Concerning the cataract onset, the presence of patients that underwent cataract surgery during this period could support this hypothesis.

Regarding the changes in corneal power, a study by Ivarsen and Hjortdal reported stabilization of corneal power from 1 to 7 years after PRK, but not after LASIK [23].

In our opinion, to prove changes in corneal power over 20 years is very difficult, because it is well known that it is very challenging to measure correct corneal power in these patients, and this gives trouble when we want to calculate the intraocular lens (IOL) to be implanted after cataract surgery in these eyes. It has also been shown that different devices do not give similar results in measuring corneal power or central corneal thickness [24, 25]. In fact, different correcting factors related to the different devices have been proposed to overcome the problem of IOL power calculation [24]. In the present study, it was impossible to make such a comparison, because the devices which were utilized in that period to measure the corneal power, such as keratometry and topography, are not available anymore.

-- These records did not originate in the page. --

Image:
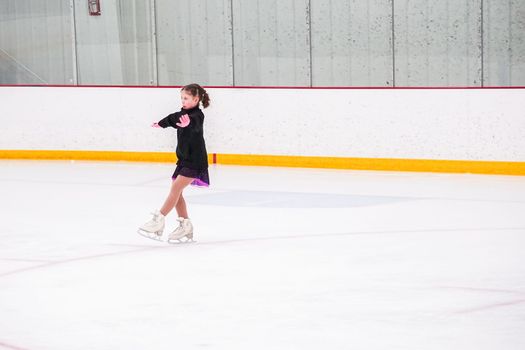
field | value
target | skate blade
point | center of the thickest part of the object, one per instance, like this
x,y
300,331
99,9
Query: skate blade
x,y
150,235
181,241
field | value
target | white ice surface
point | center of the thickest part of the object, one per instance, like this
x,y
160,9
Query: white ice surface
x,y
284,259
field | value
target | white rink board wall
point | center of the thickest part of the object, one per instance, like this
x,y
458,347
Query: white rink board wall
x,y
442,124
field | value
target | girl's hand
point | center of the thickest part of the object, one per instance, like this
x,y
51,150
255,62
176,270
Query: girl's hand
x,y
184,121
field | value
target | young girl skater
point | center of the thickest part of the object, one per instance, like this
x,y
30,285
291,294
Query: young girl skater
x,y
192,164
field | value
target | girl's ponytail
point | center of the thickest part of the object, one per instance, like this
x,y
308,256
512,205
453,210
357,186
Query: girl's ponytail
x,y
205,99
197,90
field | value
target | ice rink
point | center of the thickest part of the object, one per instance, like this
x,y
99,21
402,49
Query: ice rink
x,y
284,259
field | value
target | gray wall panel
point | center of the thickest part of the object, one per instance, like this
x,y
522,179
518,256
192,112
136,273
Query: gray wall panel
x,y
36,42
271,42
352,43
504,42
115,48
437,43
194,42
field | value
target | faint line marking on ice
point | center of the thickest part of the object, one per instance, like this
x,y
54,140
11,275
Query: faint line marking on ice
x,y
11,347
28,260
490,306
487,290
146,248
88,257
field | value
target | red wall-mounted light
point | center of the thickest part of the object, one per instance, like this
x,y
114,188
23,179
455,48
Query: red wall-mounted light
x,y
94,7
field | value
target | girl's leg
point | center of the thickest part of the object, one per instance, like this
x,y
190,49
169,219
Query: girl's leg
x,y
182,212
175,194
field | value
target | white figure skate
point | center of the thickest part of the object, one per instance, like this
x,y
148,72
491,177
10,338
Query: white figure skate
x,y
185,230
154,228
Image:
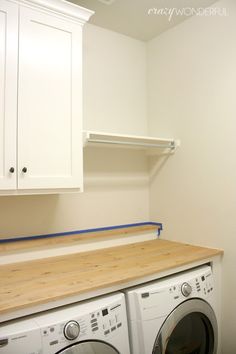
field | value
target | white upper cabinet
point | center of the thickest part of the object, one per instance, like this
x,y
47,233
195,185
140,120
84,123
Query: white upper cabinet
x,y
41,96
8,93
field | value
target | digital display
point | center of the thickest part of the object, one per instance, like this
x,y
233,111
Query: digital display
x,y
105,312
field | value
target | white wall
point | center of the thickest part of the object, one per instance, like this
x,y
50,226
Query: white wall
x,y
115,87
116,190
192,88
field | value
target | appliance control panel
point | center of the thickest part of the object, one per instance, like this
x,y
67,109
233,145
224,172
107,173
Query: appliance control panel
x,y
85,321
51,331
146,302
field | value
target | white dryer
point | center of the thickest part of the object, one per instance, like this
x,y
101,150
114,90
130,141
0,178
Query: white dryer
x,y
98,326
174,315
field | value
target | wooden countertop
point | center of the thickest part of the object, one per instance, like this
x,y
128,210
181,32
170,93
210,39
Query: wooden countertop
x,y
38,282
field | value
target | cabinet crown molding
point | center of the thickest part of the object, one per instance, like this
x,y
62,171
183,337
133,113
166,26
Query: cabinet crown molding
x,y
60,7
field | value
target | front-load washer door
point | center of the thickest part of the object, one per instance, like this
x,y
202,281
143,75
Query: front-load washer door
x,y
191,328
89,347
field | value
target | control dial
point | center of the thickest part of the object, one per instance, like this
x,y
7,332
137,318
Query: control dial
x,y
186,289
71,330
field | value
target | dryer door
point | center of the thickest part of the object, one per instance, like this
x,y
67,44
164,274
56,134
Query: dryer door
x,y
190,329
90,347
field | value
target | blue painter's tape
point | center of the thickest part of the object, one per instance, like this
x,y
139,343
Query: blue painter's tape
x,y
107,228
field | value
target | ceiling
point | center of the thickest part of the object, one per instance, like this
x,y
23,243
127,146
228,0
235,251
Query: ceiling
x,y
137,18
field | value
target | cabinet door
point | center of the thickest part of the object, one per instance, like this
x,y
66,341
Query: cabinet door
x,y
8,93
49,102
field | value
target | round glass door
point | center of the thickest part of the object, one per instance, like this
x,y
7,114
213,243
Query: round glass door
x,y
190,329
90,347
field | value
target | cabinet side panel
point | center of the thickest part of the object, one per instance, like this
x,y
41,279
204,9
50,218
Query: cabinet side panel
x,y
8,93
49,128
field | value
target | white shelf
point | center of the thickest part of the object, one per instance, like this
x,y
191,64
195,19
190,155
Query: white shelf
x,y
91,138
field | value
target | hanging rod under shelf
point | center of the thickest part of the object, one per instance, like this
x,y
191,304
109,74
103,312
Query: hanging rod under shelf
x,y
128,140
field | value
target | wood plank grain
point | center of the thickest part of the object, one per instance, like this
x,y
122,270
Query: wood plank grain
x,y
38,282
50,242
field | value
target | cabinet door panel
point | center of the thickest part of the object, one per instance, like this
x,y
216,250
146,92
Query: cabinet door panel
x,y
49,116
8,92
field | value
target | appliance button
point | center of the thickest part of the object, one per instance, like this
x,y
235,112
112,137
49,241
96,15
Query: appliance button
x,y
71,330
186,289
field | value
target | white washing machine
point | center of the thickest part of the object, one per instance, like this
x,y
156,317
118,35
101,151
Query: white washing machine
x,y
98,326
174,315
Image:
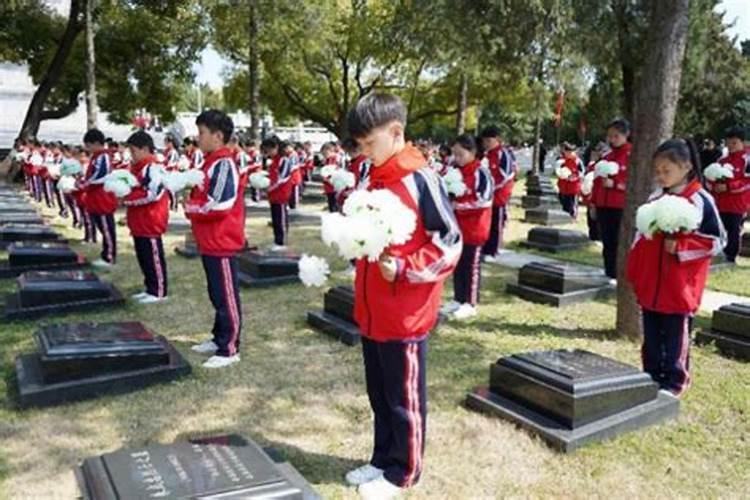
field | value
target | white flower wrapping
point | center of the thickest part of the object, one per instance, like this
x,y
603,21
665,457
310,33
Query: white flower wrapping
x,y
260,180
120,183
454,182
372,221
718,172
313,270
606,168
342,179
667,214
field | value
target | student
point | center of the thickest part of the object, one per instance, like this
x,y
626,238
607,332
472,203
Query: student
x,y
474,214
280,188
570,188
100,204
608,195
732,196
668,272
217,215
503,168
397,298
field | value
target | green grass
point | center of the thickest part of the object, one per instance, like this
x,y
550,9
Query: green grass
x,y
303,393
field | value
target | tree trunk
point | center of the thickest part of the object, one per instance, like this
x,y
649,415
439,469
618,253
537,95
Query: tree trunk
x,y
35,112
463,91
92,108
254,73
656,99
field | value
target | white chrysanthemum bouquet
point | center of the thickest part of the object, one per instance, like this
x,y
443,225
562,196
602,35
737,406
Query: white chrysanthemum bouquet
x,y
260,180
667,214
716,172
120,183
372,221
454,182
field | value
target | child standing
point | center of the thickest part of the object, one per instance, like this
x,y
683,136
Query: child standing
x,y
668,271
474,213
217,215
147,218
397,298
732,195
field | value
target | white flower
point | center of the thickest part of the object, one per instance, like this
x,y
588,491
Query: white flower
x,y
717,172
313,270
563,173
66,184
342,179
588,183
120,183
606,168
260,180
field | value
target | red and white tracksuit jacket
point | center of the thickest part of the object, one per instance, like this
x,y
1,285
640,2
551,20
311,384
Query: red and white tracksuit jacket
x,y
673,283
217,209
407,309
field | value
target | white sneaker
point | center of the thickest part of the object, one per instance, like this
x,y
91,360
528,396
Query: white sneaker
x,y
466,311
151,299
363,474
221,361
379,489
450,307
207,347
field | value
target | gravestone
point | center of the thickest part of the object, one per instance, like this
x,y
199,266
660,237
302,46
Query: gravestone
x,y
220,467
39,256
26,232
572,398
259,269
53,292
560,284
547,217
730,331
337,317
555,240
84,360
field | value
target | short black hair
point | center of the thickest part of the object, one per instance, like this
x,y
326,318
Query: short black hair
x,y
216,121
491,132
735,133
141,139
375,110
94,136
621,125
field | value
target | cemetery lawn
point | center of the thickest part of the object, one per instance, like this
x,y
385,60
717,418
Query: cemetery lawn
x,y
303,393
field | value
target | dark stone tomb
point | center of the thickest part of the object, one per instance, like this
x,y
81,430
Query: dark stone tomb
x,y
547,217
730,331
84,360
53,292
572,398
220,467
560,284
26,232
555,240
39,256
258,269
337,317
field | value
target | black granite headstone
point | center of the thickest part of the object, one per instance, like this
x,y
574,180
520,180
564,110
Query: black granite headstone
x,y
46,292
258,269
560,284
337,317
555,240
730,331
222,467
547,217
572,398
84,360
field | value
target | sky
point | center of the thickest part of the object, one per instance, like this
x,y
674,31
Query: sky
x,y
209,69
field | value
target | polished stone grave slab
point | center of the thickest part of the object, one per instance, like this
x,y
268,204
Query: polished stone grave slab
x,y
571,398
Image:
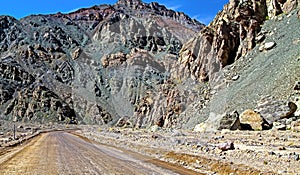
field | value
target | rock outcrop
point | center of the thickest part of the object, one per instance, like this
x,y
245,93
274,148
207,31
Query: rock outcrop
x,y
94,65
228,37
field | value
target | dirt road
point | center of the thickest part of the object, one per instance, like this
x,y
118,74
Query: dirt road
x,y
64,153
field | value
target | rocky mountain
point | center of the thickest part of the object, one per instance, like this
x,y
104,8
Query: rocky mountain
x,y
93,65
137,64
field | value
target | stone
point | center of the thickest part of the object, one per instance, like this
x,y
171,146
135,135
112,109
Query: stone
x,y
273,110
220,44
202,127
124,122
251,120
260,38
269,45
278,126
297,86
230,121
295,126
154,128
76,53
235,78
226,146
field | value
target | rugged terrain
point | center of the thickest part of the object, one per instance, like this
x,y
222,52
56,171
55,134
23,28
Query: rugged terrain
x,y
128,69
130,63
93,65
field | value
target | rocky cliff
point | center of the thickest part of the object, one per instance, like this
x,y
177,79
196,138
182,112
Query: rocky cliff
x,y
93,65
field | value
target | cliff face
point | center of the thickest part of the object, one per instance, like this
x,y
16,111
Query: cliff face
x,y
135,61
93,65
231,35
228,37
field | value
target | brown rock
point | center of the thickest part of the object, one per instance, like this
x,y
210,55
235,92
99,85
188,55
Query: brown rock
x,y
76,53
273,110
220,44
251,120
226,146
230,121
297,86
295,126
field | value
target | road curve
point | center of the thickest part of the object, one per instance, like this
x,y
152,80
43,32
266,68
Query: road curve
x,y
64,154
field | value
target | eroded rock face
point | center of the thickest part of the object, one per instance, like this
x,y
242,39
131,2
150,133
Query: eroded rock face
x,y
276,7
94,65
273,110
251,120
230,36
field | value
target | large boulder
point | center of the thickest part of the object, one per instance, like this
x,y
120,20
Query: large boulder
x,y
230,121
273,110
251,120
228,37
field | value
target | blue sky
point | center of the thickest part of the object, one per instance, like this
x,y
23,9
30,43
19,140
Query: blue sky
x,y
201,10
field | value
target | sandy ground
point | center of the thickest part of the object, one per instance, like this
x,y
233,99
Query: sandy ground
x,y
265,152
64,153
99,150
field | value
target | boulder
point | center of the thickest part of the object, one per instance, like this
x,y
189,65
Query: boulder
x,y
200,127
230,121
269,45
273,110
279,126
295,126
124,122
297,86
226,146
251,120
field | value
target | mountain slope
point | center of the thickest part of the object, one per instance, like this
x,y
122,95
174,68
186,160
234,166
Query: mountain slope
x,y
93,65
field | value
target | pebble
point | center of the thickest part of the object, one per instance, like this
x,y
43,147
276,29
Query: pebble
x,y
296,157
235,78
269,45
226,146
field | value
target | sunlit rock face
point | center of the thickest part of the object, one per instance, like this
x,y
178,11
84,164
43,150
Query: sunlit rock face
x,y
93,65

Concerning the increase in the AL, this has been clearly reported by O’Brart [18], who documented an increases in AL over 20 years, suggesting that myopic drift is likely to be due to continued growth of the eye, rather than to regression of correction at the corneal surface.

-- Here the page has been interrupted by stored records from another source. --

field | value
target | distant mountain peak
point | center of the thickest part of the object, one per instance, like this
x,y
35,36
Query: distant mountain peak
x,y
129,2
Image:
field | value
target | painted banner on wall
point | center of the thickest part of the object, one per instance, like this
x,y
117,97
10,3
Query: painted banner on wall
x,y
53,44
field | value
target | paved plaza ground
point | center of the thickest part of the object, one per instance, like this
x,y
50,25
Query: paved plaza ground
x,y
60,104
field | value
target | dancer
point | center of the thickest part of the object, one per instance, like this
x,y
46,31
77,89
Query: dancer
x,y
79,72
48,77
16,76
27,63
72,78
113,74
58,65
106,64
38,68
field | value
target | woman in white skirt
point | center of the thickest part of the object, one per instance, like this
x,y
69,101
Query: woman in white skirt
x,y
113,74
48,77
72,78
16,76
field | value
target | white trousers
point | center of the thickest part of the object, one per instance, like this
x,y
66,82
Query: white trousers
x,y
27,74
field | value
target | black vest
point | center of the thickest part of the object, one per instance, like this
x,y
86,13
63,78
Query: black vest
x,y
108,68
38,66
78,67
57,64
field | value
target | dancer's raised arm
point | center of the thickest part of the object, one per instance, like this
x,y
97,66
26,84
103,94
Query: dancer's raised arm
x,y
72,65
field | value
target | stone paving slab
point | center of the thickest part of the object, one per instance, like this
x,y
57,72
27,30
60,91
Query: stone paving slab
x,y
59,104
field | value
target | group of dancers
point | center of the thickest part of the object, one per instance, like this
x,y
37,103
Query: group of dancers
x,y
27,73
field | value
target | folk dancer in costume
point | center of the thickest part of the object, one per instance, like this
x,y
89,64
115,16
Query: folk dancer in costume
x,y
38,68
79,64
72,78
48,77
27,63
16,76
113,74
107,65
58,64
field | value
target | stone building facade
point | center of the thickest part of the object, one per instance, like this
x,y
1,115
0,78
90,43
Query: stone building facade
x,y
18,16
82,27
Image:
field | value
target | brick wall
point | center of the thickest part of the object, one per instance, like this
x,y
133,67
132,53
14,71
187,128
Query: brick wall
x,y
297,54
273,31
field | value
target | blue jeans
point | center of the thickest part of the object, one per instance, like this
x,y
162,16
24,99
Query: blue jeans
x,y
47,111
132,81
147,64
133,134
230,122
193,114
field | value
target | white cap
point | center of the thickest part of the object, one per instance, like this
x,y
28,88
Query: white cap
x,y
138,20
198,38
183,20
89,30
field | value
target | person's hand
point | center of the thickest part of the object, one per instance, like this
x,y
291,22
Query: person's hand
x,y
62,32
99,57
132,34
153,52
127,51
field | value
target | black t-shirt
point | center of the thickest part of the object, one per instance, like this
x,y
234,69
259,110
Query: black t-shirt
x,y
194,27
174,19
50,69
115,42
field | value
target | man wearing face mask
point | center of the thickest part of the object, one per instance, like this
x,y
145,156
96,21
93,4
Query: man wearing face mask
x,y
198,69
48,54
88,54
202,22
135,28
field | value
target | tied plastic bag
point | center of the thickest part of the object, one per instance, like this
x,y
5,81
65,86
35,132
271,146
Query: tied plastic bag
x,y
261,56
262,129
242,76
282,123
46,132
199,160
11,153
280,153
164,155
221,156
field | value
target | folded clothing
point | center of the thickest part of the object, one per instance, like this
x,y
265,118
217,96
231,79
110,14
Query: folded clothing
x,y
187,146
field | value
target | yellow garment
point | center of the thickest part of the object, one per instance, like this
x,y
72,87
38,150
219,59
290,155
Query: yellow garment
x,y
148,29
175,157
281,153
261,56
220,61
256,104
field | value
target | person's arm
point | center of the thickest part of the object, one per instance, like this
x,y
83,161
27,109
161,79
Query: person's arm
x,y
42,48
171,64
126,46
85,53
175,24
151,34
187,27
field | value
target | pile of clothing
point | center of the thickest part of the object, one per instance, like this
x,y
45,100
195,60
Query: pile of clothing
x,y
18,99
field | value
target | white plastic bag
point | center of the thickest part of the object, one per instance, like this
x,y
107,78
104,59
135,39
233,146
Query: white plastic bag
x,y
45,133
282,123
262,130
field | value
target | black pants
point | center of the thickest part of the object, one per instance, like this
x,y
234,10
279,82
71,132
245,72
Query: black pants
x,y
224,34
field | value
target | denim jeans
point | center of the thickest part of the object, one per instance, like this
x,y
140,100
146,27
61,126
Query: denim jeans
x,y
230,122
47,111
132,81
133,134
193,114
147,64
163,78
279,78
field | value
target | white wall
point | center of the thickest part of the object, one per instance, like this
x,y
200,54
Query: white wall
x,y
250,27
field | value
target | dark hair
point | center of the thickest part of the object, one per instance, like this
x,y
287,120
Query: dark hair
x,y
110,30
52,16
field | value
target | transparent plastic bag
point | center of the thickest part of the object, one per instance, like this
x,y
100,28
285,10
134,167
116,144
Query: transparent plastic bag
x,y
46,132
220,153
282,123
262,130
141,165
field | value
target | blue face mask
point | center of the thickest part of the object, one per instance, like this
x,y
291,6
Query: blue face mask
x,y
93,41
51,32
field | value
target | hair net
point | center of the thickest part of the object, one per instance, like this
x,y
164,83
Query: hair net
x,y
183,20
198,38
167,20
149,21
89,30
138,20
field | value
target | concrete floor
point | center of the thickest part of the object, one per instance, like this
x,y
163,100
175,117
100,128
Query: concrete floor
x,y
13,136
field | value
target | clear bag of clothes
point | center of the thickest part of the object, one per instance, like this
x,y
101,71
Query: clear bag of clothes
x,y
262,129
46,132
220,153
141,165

Changes in AL have been detected after several surgical procedures [26], but as the authors discussed in their paper, the difference they found in the AL was much more than expected. The reason could be that the preoperative measurements were taken by ultrasound whereas, postoperatively, partial coherence interferometry was used. No cases of late ectasia were identified in the patients of the present study, maybe because all patients underwent a careful preoperative corneal topographic examination, and those with abnormal patterns were excluded, albeit with first-generation Placido disc systems. Another less likely explanation could be that some cases of ectasia have been lost.

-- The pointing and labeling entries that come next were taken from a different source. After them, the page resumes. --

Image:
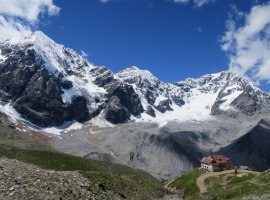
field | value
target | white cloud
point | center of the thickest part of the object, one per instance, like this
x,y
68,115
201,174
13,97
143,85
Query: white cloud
x,y
247,42
17,17
104,1
197,3
84,54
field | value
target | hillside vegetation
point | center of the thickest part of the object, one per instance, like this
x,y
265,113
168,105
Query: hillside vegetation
x,y
123,181
226,186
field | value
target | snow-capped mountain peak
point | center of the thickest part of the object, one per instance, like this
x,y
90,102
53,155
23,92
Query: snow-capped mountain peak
x,y
36,69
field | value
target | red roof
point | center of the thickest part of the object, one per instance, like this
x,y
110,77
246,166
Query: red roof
x,y
218,159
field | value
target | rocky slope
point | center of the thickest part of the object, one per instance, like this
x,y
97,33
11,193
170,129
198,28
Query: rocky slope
x,y
22,181
48,84
130,117
252,149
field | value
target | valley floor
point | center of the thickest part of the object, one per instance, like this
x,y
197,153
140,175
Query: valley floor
x,y
201,179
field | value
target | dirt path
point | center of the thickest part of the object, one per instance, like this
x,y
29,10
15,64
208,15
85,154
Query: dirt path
x,y
200,180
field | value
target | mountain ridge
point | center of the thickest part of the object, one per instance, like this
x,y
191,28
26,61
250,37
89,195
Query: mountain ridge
x,y
131,94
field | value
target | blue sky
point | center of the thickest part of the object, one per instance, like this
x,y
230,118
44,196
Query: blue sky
x,y
172,40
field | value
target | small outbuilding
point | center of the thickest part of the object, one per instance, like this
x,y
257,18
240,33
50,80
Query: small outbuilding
x,y
216,163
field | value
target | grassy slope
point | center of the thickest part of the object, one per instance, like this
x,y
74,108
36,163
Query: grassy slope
x,y
219,188
125,181
237,187
187,184
122,180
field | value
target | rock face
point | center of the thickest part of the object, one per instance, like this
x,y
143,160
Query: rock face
x,y
252,149
34,92
49,84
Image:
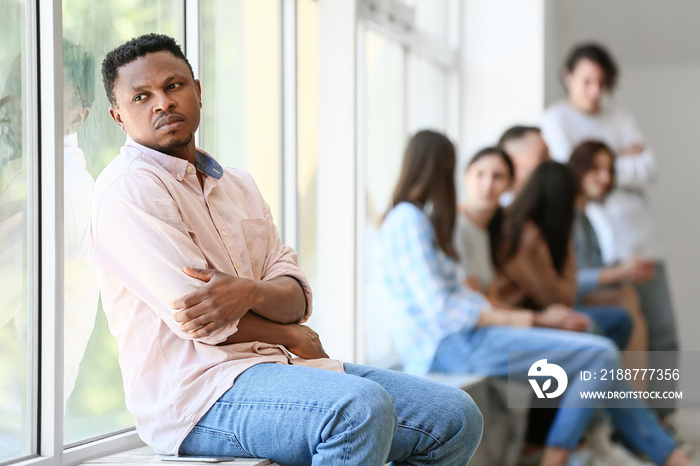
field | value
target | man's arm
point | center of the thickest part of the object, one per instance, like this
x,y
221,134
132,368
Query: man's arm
x,y
225,298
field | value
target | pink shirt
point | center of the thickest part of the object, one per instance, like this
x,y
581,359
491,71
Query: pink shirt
x,y
151,217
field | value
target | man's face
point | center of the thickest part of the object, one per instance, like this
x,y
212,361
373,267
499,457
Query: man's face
x,y
585,85
527,153
158,103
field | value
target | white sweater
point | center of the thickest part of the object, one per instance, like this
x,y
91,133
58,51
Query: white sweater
x,y
623,223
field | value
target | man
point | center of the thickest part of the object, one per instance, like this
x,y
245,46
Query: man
x,y
527,149
206,304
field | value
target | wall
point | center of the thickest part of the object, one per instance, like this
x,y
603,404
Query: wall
x,y
655,44
656,49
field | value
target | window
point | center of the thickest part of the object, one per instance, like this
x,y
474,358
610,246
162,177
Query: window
x,y
407,75
307,124
92,379
17,242
241,90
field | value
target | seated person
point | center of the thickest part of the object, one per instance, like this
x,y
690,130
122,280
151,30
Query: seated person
x,y
593,164
535,262
489,174
527,149
206,304
624,222
443,326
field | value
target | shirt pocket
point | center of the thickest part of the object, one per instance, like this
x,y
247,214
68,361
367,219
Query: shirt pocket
x,y
257,234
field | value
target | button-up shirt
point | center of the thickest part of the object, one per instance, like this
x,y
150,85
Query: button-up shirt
x,y
423,289
150,217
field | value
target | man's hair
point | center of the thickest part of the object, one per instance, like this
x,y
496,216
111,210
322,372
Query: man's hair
x,y
516,133
79,70
597,54
131,51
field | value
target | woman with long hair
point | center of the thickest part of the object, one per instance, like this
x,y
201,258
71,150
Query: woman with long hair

Higher-order aberration analysis was not performed, as this was not performed even preoperatively, so no conclusion can be made. Moreover, over the years, the machine was upgraded, with the introduction of the TTZ; although comparison between the two groups could have been of some interest, unfortunately only three eyes were treated without TTZ, so the number of eyes was insufficient to make this comparison.

We are aware that, in this study, there are some limitations. Firstly, modern laser devices are better than those utilized 20 years ago, making us suppose that the results of treatment performed today would be better. Another limitation could be that intermediate follow-up evaluations are missing, and there was a large percentage of follow-up loss. Furthermore, in some cases, more than one eye per patient was selected, but in those years, most of the treated eyes were anisometropic, so this limitation could be less important. It could be argued that in studies with such a long follow-up, the sample size may be affected by noise or bias originating from changes in the materials, personnel, and standards used to perform the tests. However, in the present study, the personnel and the device used to test the visual acuity were the same.

CONCLUSIONS

Our study confirms that PRK could be considered a safe procedure, with no long-term sight-threatening complications such as late ectasia or haze, even utilizing old devices.